In recent decades, Hollywood has turned out a line of effects-led blockbusters, technically groundbreaking and artistically stunted in roughly equal measure. The 1999 film The Matrix, directed by Larry and Andy Wachowski, is often seen as the peak of the form. The film’s style and substance merged in a physics-defying universe that made Keanu Reeves and his co-stars lords of space and time, levitating and rotating through time-frozen conflicts, delivering kung-fu kicks or dodging speeding bullets.

For all The Matrix’s philosophical baggage, it was a joyously puerile fantasy, as the directors seem to acknowledge in their choice of material this time round. Speed Racer is a mostly-CGI simulacrum of a Saturday-morning cartoon, and the Wachowskis rarely let us forget it. The stylised kitsch images have Pop Art colours to make The Wizard of Oz (1939) look drab, the pictures overlaid in sliding or zooming collages. This techno-geek love of visual manipulation recalls 1980s pop videos and 1970s Doctor Who, whose early experiments with greenscreen led to scarily unreal images. The virtual races are recognisable descendants of those in Tron (1982), but Speed Racer is really a multicoloured, family-friendly sibling of Sin City (2005), another cartoon with live actors.

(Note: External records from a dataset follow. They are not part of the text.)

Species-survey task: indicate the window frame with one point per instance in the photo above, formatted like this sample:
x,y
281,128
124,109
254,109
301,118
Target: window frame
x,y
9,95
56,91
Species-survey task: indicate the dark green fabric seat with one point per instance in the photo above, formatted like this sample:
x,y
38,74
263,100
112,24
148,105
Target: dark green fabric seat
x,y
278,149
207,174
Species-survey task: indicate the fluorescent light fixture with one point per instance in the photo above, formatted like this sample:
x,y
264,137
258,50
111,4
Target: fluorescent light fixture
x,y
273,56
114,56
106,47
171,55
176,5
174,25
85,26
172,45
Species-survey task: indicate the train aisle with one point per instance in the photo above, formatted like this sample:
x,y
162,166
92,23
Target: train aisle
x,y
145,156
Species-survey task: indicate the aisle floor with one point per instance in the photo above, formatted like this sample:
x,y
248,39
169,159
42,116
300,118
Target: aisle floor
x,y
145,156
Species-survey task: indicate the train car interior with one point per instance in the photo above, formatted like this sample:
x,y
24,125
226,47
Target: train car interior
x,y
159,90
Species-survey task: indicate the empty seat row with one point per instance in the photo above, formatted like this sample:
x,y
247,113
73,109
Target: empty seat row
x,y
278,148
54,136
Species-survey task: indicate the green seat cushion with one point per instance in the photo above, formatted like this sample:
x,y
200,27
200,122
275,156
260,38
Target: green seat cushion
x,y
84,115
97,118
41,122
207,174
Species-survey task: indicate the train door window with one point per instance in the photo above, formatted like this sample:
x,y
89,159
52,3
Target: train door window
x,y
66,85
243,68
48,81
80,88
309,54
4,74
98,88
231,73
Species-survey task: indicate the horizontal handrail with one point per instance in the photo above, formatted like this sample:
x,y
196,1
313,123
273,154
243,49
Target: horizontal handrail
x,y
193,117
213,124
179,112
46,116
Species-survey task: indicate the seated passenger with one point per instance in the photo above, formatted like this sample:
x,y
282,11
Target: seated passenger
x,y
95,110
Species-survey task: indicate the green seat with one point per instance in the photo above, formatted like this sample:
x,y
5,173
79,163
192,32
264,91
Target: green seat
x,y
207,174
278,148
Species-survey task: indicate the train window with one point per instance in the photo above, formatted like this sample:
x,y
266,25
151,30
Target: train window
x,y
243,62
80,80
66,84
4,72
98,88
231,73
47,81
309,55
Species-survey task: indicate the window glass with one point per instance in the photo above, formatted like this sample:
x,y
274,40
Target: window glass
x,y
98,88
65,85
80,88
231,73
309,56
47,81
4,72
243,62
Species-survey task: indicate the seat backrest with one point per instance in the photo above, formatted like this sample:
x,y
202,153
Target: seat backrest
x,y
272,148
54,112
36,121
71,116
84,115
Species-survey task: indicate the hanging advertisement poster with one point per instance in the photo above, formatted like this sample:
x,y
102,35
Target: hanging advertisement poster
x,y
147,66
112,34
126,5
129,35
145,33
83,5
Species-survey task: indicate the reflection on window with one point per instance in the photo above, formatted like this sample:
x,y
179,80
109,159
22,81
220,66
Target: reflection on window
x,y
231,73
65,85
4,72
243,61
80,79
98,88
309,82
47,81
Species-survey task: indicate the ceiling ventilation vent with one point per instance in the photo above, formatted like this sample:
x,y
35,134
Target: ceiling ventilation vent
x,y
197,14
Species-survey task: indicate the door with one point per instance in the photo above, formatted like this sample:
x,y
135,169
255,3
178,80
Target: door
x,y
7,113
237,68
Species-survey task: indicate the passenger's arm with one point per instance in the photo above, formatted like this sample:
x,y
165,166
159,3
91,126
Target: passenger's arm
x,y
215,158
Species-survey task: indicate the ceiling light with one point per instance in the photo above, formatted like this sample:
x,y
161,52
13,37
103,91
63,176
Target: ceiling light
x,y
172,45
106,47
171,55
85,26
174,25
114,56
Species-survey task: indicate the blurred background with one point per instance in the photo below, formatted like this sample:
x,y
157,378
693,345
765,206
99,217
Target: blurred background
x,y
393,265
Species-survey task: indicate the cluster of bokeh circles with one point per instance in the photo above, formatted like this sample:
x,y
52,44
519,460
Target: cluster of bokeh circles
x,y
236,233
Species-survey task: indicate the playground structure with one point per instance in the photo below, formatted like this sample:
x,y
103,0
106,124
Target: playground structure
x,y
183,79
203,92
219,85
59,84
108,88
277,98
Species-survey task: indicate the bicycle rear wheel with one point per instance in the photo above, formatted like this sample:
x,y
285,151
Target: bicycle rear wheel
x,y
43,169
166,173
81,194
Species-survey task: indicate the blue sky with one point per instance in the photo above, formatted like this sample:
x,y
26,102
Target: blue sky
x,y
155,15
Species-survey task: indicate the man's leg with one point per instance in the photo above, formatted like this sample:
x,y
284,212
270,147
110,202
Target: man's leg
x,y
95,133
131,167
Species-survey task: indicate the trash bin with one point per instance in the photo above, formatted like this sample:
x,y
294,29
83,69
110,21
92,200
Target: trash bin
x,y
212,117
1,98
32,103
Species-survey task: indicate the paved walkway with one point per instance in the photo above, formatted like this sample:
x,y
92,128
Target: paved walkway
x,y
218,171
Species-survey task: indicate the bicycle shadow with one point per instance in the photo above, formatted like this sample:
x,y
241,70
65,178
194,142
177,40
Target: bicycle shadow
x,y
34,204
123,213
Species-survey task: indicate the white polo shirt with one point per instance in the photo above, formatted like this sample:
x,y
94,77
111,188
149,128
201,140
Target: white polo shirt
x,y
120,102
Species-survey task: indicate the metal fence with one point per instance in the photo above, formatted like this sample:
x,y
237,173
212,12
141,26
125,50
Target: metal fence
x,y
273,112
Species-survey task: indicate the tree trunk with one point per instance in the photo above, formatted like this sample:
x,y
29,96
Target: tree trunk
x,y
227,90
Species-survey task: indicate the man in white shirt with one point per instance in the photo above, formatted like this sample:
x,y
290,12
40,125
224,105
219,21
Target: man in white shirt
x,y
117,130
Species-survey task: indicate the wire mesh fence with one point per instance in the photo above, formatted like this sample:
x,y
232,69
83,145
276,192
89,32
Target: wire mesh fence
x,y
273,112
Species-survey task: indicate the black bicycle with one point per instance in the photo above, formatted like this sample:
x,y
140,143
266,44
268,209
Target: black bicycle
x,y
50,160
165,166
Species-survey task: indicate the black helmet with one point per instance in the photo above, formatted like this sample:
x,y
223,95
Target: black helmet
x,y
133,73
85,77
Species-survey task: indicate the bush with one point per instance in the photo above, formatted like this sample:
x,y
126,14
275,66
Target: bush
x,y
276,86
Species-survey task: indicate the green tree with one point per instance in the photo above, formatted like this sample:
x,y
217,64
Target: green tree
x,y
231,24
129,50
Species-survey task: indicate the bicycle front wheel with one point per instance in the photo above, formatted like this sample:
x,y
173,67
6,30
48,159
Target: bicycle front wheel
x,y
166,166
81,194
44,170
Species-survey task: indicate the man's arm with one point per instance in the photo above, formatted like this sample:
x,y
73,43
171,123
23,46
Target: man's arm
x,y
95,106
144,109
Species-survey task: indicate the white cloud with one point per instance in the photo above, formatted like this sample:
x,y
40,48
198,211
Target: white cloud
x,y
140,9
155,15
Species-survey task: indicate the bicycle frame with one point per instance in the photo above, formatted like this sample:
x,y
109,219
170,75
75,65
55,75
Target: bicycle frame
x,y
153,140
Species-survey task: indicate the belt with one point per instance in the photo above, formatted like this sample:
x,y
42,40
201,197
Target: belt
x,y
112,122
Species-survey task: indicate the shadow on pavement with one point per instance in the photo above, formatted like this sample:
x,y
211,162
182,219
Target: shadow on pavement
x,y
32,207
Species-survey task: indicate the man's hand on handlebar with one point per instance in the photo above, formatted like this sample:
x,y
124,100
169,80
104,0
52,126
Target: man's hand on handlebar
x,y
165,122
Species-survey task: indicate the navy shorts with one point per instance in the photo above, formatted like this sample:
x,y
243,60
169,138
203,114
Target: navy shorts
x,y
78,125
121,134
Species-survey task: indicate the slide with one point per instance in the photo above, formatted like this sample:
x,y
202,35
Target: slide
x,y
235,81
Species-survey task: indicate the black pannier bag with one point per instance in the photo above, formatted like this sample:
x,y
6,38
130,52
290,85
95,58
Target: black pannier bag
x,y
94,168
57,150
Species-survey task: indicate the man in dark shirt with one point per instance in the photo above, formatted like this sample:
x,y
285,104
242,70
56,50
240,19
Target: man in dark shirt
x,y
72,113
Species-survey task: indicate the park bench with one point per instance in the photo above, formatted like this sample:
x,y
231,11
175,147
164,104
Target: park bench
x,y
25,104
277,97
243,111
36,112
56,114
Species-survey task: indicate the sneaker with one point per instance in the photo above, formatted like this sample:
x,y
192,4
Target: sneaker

Speed Racer’s source TV animation was one of several early Japanese TV cartoons popular in America in the 1960s that didn’t make an impression in Britain. However, the film’s zooming action seems just as redolent of pinball machines, toy racing sets, theme parks (the racing cars spiral through rollercoaster loops and pinwheel round Waltzer-style bends), and videogames, with cross-country landscapes realised in 3D animated layers which shift and recede like quicksand. A tour of the villain’s corporate HQ becomes a parody of Disney World’s EPCOT centre, placed in a giant sci-fi megacity like the one in the Star Wars prequels, except that the space opera towers feel more real in a cartoon dream than they did in George Lucas’ humourless epic.

The same goes for the film’s puppet-like characters, performed by Emile Hirsch, as the red-socked hero, with support from Christina Ricci, John Goodman and Susan Sarandon. The latter pair provides parental warmth (Goodman acted in a live-action cartoon back in 1994’s The Flintstones), but the British villains have most fun. Roger Allam is a hectoring racing tycoon, in his second Wachowski role after 2005’s V for Vendetta, while John Benfield is his piranha-owning gangster fixer. The film’s most emblematic character is Speed’s kid brother (Paulie Litt) who gobbles bright-coloured sweets without a thought for nutrition, reflecting the Wachowskis’ whole approach to this film.

The problem is that the directors promise us a high-sugar feast, then let us down. The film is indulgent and bloated, losing sight of what should be its core child audience as it delivers torturously protracted homilies about malign sponsors and race-fixing while we itch to get on with the races themselves. The Wachowskis show off with non-linear montages that are sometimes confusing, including an extended back-and-forth opening passage laying out Speed’s personal and family history. It’s an artful way to evoke the never-ending story loops of a recyclable TV cartoon, but it feels indulgent in a family film.

The same showiness hampers the races, which look impressive but are plagued by frenetic cutting that can push us out of the driving seat and make it impossible to follow some of the jumping, flipping, car action. As an inspiration, the Wachowskis cite a manic car chase in Hayao Miyazaki’s debut anime, The Castle of Cagliostro (1979). Miyazaki, though, was a stickler for clear anticipation and structure in his action. Nor is Speed Racer’s virtual reality watertight. One race in the middle of the film, set above Fuji, feels too near to a Sonic the Hedgehog-style game to work in the cinema, while the comic punch-ups in later scenes amount to knockabout filler.

There are true thrills, as when Speed’s car zooms round hairpin mountain roads and leaps from one cliff to another, while the last Grand Prix race crescendos in a dazzling vortex of light and colour. But many of Speed Racer’s amazing images amount to brilliant advertising for a film that disappoints on its brazenly philistine terms.